Except if you’re a fiduciary, you bear the onus of proof that you conducted yourself appropriately.
When the bank-lender forecloses property, it does not sell it. To foreclose any lien, an action must be brought and a decree of foreclosure will be entered if the owner remains in default. The owner has a certain period of time to redeem the property after the decree, and if not redeemed it will be sold at a public sale (auction). A certificate of sale is issued to the purchaser (usually the bank) and the owner has a certain period of time again to redeem before a deed is issued. Anybody having an interest in the property, such as other lienholders, must be made parties.
The law varies by states, but most states adopt the above in some form. There is a type of mortgage called a deed of trust wherein the actual title is conveyed, but the equitable title remains in the borrower. Usually periods of redemption are shorter here, but it varies by state. In a few states, the regular mortgage does convey the title, but with similar conditions as a deed of trust.
Can you elaborate? We bought our house under contract for deed because I was in college when it became available (wife’s great grandpa died) and her grandparents who inherited it wanted us to have it. So it was less of a contract and more of a “wink wink, you pay us token payments until you graduate and can afford a mortgage and it’s yours”. But we had an actual notarized contract and paid taxes and insurance in addition to payments on the house.
Which part would be illegal in many states? The selling, or the buying? Or the living there? What about “unenforceable”? Does that mean they could have taken our house at any time (there was never any doubt about them owning the property while we lived there but nevertheless they treated it like it was our house and we never questioned that we would own it eventually – though we probably wouldn’t have trusted this deal with anyone but family)? Or that we could have stayed there indefinitely without payments if the owner wanted to renege?

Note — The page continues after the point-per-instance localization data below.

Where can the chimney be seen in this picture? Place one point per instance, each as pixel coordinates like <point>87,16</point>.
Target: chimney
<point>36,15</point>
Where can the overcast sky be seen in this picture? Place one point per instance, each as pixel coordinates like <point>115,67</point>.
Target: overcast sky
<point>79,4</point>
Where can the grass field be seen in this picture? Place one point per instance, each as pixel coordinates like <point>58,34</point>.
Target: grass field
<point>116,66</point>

Just curious, as I hadn’t heard this about contract for deed before. I knew it was rare, but never thought it was illegal or invalid.
I’m not sure about every state, but the ones that I am aware of treat a land contract as a mortgage in the event of a breach. These states hold it against public policy that you can pay $99,900 of a $100,000 home purchase, but the seller gets to keep everything when you fail to pay that last $100.

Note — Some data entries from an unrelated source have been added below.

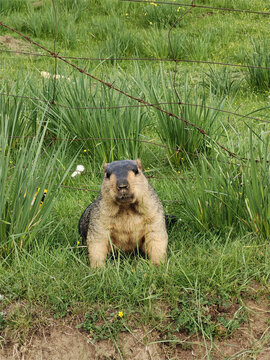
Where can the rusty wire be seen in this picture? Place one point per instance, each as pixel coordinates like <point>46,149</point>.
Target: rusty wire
<point>199,6</point>
<point>135,106</point>
<point>139,59</point>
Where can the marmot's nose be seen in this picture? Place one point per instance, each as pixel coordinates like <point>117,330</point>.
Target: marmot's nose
<point>122,185</point>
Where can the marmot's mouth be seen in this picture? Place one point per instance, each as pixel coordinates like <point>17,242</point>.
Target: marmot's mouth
<point>124,198</point>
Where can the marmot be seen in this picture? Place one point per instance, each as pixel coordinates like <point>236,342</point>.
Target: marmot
<point>127,214</point>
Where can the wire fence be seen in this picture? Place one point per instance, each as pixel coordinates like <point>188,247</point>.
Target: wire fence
<point>138,102</point>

These states hold, that no matter the words in the contract, that it will be treated as a mortgage, foreclosure proceedings must commence, sold at auction, etc. No just booting the tenants to the curb.
It’s not illegal in the sense that people will be fined or go to jail, just that courts will treat it as if it was a mortgage.
This couldn’t have happened with any contract for deed I’ve been involved with or known of. They were for a fixed amount of time - 5 years with payments calculated like a 30 year loan and a balloon payment at the end. At which time we had to either get a real mortgage to pay off the contract or move out as if our lease on a rental was up. When we sold we had the contract drawn up by a lawyer to make sure it was enforceable.